This is one of two loaves I baked this morning, same batch of dough, proofed together, baked together and the same thing happened to both.

Recipe was:

83 gms white starter @ 100% (very active)

600 gms white unbleached AP flour

390 gms of water

8 gms fine sea salt

Briefly, starting at 7:00 PM:

Dissolve starter in water, mix in flour, autolyse for 1 hr

Work in salt by folding and hand kneading. Ferment 'till 11:00 PM with S&F each hour on the hour. Cover tightly and leave to ferment at room temperature overnight.

8:00 AM this morning, dough had risen well, but not what I would call aggressively. Separate into two, preshape both, rest 15 mins, shape and proof in smooth tea towel 'till 10:30. Baked free form on a stone with parchment at 500 Deg F in a steamed oven for 20 mins, vented steam and baked for 10 more at same temperature.

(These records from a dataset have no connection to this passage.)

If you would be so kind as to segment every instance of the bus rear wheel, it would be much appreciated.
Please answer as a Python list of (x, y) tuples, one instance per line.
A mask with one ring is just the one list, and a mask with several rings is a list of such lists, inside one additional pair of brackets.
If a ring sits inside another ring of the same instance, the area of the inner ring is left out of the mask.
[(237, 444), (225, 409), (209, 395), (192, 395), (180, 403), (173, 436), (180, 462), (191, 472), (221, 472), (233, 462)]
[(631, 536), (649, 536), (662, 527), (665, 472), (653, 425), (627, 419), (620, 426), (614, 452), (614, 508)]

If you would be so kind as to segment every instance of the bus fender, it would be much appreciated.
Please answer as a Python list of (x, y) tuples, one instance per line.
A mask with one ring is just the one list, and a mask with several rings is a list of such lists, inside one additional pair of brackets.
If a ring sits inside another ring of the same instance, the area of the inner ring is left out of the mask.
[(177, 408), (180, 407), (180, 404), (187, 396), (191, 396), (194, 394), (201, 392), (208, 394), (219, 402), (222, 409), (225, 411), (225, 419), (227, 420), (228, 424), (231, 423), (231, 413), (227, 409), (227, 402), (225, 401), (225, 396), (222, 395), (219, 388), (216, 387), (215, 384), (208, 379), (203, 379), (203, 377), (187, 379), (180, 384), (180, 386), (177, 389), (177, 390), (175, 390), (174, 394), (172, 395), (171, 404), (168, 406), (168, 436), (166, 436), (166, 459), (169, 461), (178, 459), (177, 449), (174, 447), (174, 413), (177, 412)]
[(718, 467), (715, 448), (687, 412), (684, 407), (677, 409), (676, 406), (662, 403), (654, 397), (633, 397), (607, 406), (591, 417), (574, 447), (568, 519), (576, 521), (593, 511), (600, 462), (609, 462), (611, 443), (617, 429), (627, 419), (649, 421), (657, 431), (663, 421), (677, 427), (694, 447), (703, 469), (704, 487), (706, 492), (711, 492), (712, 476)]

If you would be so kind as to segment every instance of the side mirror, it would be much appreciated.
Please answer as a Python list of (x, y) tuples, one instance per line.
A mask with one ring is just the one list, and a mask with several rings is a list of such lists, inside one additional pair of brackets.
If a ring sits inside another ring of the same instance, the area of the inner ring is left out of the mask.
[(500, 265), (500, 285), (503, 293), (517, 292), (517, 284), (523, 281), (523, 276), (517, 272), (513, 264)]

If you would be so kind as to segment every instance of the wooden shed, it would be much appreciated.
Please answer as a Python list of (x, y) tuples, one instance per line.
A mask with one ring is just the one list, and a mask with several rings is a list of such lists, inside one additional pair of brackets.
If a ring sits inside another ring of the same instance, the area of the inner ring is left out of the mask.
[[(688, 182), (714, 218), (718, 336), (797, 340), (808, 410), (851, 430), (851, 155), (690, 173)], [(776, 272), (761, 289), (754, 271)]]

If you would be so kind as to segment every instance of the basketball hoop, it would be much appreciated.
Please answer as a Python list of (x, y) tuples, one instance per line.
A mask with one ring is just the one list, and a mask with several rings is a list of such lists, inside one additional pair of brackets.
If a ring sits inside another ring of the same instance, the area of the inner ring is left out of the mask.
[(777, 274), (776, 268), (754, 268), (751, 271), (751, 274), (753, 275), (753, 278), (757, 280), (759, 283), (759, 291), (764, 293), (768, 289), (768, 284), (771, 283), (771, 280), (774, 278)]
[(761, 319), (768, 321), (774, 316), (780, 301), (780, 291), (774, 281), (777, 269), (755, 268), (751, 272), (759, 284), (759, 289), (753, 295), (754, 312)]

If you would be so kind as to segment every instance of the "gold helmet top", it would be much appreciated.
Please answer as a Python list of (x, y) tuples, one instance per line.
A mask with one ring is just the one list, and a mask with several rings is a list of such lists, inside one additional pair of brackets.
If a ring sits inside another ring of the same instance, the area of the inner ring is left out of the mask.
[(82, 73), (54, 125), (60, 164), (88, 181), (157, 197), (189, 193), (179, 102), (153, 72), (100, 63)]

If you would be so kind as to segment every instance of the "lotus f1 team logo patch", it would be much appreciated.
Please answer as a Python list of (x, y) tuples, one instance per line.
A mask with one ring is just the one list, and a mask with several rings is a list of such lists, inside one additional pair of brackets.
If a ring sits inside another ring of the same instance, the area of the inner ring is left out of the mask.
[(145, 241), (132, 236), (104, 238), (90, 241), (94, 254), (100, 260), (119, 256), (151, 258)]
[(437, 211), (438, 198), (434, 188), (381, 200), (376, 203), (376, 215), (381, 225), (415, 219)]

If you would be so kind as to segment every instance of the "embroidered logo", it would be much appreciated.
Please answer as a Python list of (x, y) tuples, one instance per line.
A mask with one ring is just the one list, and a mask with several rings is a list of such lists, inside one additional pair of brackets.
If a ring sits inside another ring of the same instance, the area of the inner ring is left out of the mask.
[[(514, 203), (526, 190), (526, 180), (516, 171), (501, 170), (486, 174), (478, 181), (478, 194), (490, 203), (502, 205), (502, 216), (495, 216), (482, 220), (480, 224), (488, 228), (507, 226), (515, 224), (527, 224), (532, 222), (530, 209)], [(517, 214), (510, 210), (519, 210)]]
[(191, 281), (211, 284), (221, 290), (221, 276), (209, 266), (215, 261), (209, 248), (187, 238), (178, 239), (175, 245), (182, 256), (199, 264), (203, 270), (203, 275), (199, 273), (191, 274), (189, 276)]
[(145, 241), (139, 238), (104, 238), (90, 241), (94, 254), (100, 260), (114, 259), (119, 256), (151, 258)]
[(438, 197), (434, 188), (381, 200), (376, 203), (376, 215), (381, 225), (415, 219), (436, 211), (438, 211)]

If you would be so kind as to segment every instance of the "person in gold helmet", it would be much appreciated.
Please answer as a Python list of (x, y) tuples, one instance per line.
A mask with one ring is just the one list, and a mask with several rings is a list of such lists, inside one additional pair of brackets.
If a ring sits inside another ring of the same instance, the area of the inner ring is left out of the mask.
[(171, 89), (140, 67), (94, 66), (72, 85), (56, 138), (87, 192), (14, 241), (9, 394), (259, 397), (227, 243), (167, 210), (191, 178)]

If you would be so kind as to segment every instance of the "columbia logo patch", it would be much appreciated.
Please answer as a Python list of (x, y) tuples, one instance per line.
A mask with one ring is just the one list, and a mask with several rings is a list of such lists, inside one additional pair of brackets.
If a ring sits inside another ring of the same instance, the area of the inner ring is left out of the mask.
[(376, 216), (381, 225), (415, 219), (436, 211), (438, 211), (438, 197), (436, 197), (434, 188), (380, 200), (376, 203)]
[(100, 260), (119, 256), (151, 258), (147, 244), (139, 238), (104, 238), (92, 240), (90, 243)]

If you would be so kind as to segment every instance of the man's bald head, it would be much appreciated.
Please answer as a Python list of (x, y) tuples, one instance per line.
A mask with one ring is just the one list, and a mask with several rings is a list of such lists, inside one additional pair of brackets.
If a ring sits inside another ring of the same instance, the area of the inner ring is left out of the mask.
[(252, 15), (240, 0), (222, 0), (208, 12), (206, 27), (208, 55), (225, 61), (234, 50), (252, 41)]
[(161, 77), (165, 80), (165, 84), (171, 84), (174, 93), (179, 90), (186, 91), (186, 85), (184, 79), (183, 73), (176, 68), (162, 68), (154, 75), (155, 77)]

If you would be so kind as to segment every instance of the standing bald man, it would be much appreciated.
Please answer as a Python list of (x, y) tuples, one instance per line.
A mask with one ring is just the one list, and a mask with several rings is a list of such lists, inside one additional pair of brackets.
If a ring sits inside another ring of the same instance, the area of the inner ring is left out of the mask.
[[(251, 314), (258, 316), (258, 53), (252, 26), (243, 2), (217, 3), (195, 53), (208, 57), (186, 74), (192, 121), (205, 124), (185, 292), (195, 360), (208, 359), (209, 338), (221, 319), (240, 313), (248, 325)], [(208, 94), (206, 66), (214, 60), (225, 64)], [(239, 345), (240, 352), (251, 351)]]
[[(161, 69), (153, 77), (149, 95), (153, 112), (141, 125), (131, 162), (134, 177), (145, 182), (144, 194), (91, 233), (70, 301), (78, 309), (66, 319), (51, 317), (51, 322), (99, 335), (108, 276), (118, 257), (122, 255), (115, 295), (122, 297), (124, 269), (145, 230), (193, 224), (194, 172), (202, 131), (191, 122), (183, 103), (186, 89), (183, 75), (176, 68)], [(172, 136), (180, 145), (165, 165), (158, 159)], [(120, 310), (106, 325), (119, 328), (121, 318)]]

The crumb is as delicious as it looks. To my inexperienced hands and eyes, great results for 65% hydration.

One side of the loaf (loaves) looked great:

While the other side, not so much so:

Is this "bursting" a result of poor scoring, too much oven spring caused by underproofing, or a combination of both? I can't think of anything else that would cause this.

I scored ~ 1/4-3/8" deep and would have thought that would have been enough. While I've had other loaves that blew up like a ball I don't think I've had one like this, literally bursting this bad.

Cheers!

Jamie

See how dark the scored area is? The crust cooked hard before the inside of the bread had a chance to spring, hence the burst along the roll line. It had no where else to go.

Try putting the loaves in at 500F with steam, then after five minutes lowering the temperature to 425F. Bake for another 15 minutes, then turn the loaves and give them an additional ten to 15 minutes.

You should have lighter coloured-crust along the score where it opens.

Lazy Loafer's right.  Moreover, loaves cooked too close together tend to kiss each other as they will expand at the cool spot, which is at the narrowest point between two loaves.

you are baking 500g loaves.  this is my routine baking size as well as I can do two at a time on my baking steel.  I use a modified San Joaquin Sourdough recipe popularized by David Snyder on the website.  I ferment over night and then the cough is separated, a stretch and fold to each and they sit on the bench for an hour.  then another stretch and fold at which point they are shaped into batards and placed on a linen couche that has been dusted with a bit of rice flour.  I do a single slash as it appears Lazy Loafer does.  My baking temp starts at 460F with steam for 15 minutes and then 15 minutes at 420F with convection.  Scoring correctly requires practice and my early loaves were hit and miss.  Sometimes they would burst along the sides.  1/4 inch deep slash appears to give me pretty consistent results.

The dough took the path of least resistance. More steam would definitely help, deeper slashes might help, but the fact is that your slashing pattern gave a way out on the side. If you had a slash only on the top, then this would still open up most likely, but it would be at the top and give a big ear.

Wetter dough needs shallower slashes, dryer dough needs deeper slashes (to a degree). If you include the stater, this is actually a 67% hydration dough. So the slashes don't need to be really deep. Make sure to block any vents you can that lets steam out of the oven. You can see that the extra flour on the top made the bread more dry, so steaming is even more important.